Hayat adil değil

Özlem Durmaz

Ülkenin birinde Neslican Tay diye bir güzel kız yaşarmış. Gülüşüne çiçekler yağdırabilen kızlardan hani. Tanıdıkları pek severmiş onu.

Sonra bir gün, bir illet düşmüş pençesine; ama kız dirayetli çıkmış. Yılmamış illete karşı, kimsenin yılmasına da müsaade etmemiş. Kovmuş illeti başından. Fakat illet musibet, gene gene gelip tebelleş olmaya devam etse de kız her seferinde kovmayı başarıyormuş. Gel zaman git zaman tanımayanlar da sever olmuş kızı, gülüşü hepten çiçek bahçesine dönmüş.

Ama gel gör ki, illet de yaman. Almış koparmış çiçekleri bahçesinden, savurmuş atmış rüzgara. Sevenleri pek üzülmüş, nasıl üzülmesinler, böyle mi adaletsiz olur hayat. 

Ama oluyor işte bazen böyle, adil değil hayat her zaman. İlletler musibet, haksızlıklar berbat olabiliyor. 

Hadi illet yaman, illet musibet, illet berbat. Ama ya insanlar. İşte o kısmı, pek yorucu bu işlerin. 

Kız gider olduktan sonra bazıları türlü sözler etmiş arkasından. Türlü üzüntüler katmışlar üzülenlerin yüreklerine. Kızgınlıklar olmuş, o buna, şu diğerine laf yetiştirmeye başlamış. Biri demiş, mekanı cennet, öbürü demiş kolu bacağı çıplak. Kötü söz edenlere kızıldıkça yeni kötü sözler sıraya girmiş. Gitmiş dünyasallaşmalar, gelmiş ikameler… 

Ah ne çok üzülmüş, ne çok kızmış Neslican kızı sevenler. 

Ama olur böyle de değil mi? Kalplerinde kötülükler varsa demek bazılarının.

Hem kendileri gibi olmayanlara pek sempati duymaz bazıları. Duyamaz işte, zaten o bazılarının da bazılarının kalbinde çok kötülük varsa. Yapamaz demek istese de. Kendisi gibi giyinmeyeni, kendisi gibi söylemeyeni, kendisi gibi eylemeyeni sevmez bazıları. 

*** 

Oldum olası aklım almıyor bu düşmanlık söylemlerini. Nasıl da karşılıklı ürediğine aklım şaşıyor. Birileri ayrımcılık, öfke, nefret içerikli sözler söylediğinde fena bir kıskaca çekiliyor insan. İnsanı kapatan bir handikap. Düşmanlık ve nefret söylemlerine kayıtsız kalınamıyor, nefret suçuna kadar yolu uzatabiliyor zira bu kayıtsızlık. Ya da amiyane söylemle karşı tarafa şöyle bir hat açabiliyorsunuz; “Bak nasıl da söyledim, nasıl da haklıydım, nasıl da kimse bir şey diyemedi.”. 

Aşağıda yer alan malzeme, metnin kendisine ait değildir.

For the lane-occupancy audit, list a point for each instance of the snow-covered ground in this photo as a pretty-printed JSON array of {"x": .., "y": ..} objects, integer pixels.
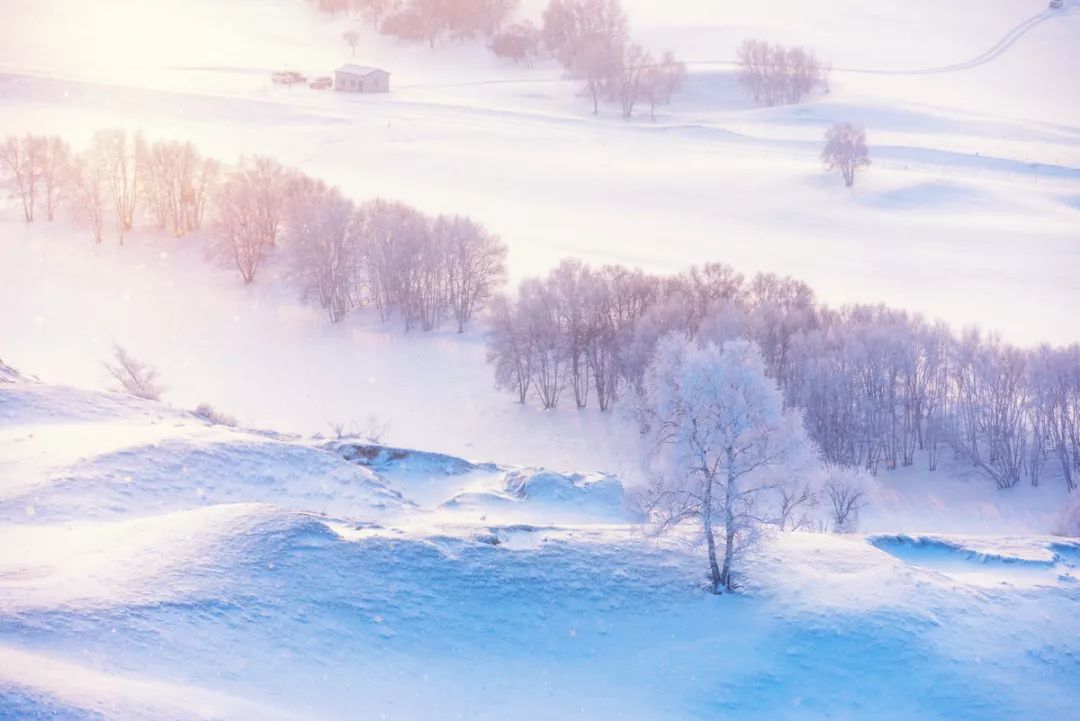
[{"x": 156, "y": 567}]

Fakat söylediğinizde de söz ürüyor. Söz sözün mayası ne de olsa. O bir şey der, sen karşı bir şey, o iki şeye çıkarır karşılık olarak, e sen de üçlersin. Yetmez diğerleri de başlar söylemelere. Bitmez ha bitmez. Ta ki meselenin özünden fersah fersah uzaklaşana kadar. Hatta sen kendi dediğine bile şaşar hale gelene kadar. 

Şimdilerde söz yüz yüze ve atmosfere değil, sosyal medya mecralarına kısa kısa yazarak söyleniyor ya. İşte hepten yorucu oluyor bence oralarda söylemelerin büyümesi. Gözler yok birbirine bakan, sesler yok ya birbirini duyan. Uzun ve bütünlüklü metinler de değil düellonun enstrümanları. Kısaldıkça kavgada söylenen, başında ne hissettim, sonunu nasıl söyledim bilmiyor karşıdaki. Bir öfke büyümesidir alıp başını gidiyor. 

Uzun sözün kısası. Söylemezsen olmuyor evet, söyleyenler de haklı haklı olmasına. Ama söylersen de anısı hırpalandıkça hırpalanıyor mu gidenin. İşte ben bu duruma çok üzülüyorum. O giden çiçek bahçesinin o güzelim gülüşünün kalbimde yeri sakin kalsın istiyorum.